# OpenVZ Template Updates (Req 042stab102.9)



## Geek (Jan 8, 2015)

OpenVZ project announces an update to official precreated templates.


Changes
=======
* New templates (in beta -- please test):
** Ubuntu 14.10 x86 and x86_64
** Fedora 21 x86_64 only
** openSUSE 13.2 x86_64 only
*** NOTE new templates require kernel >= 042stab102.9*
* Added bsdutils to Debian 7 minimal (#3135)
* All existing templates are updated


Download
========
http://openvz.org/Download/template/precreated

Please use vztmpl-dl --update-all to update your local templates.
See man vztmpl-dl for more details.


----------



## Jasson.Pass (Jan 9, 2015)

I generally just do yum update and win


----------



## serverian (Jan 9, 2015)

This kernel can't boot from LV. Don't reboot and d'oh.


----------



## KuJoe (Jan 9, 2015)

Jasson.Pass said:


> I generally just do yum update and win


You're doing yum update for OpenVZ template updates? Care you share how you're doing this? I'm interested in how that works.


----------



## devonblzx (Jan 9, 2015)

KuJoe said:


> You're doing yum update for OpenVZ template updates? Care you share how you're doing this? I'm interested in how that works.

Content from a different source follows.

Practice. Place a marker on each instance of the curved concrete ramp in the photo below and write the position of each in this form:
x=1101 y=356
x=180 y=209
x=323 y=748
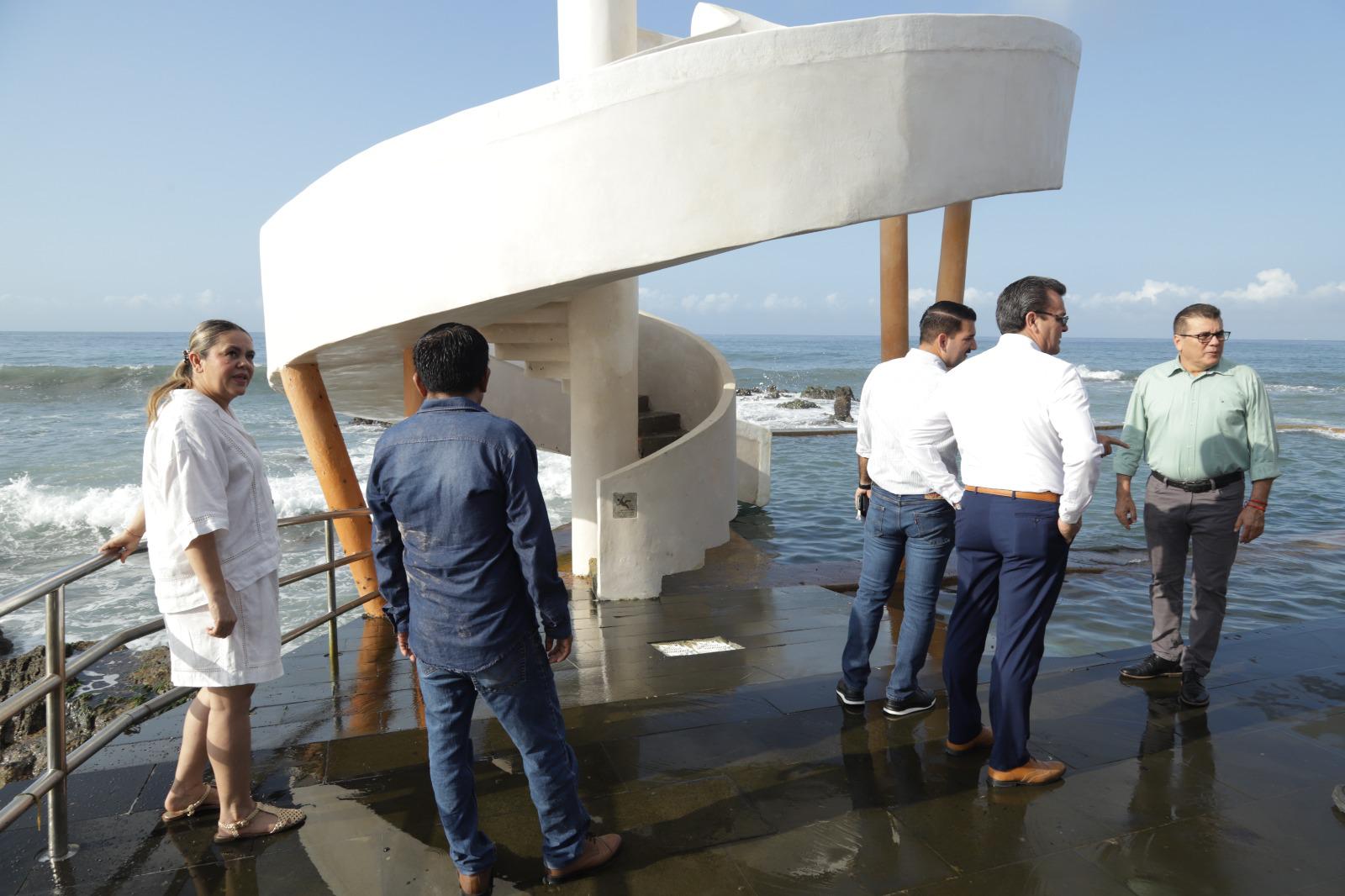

From the looks of it, he's a VPS user, not a host.   There is no way to do a yum update on templates (beyond entering a VPS, running a yum update, and repackaging it). 

John posted it above, the way to update templates is:

vztmpl-dl --update-all


----------



## KuJoe (Jan 9, 2015)

devonblzx said:


> From the looks of it, he's a VPS user, not a host.   There is no way to do a yum update on templates (beyond entering a VPS, running a yum update, and repackaging it).
> 
> John posted it above, the way to update templates is:
> 
> vztmpl-dl --update-all


I know the vztmpl-dl method. I thought @Jasson.Pass knew some magic that the rest of us didn't. I guess he didn't read the thread before replying.


----------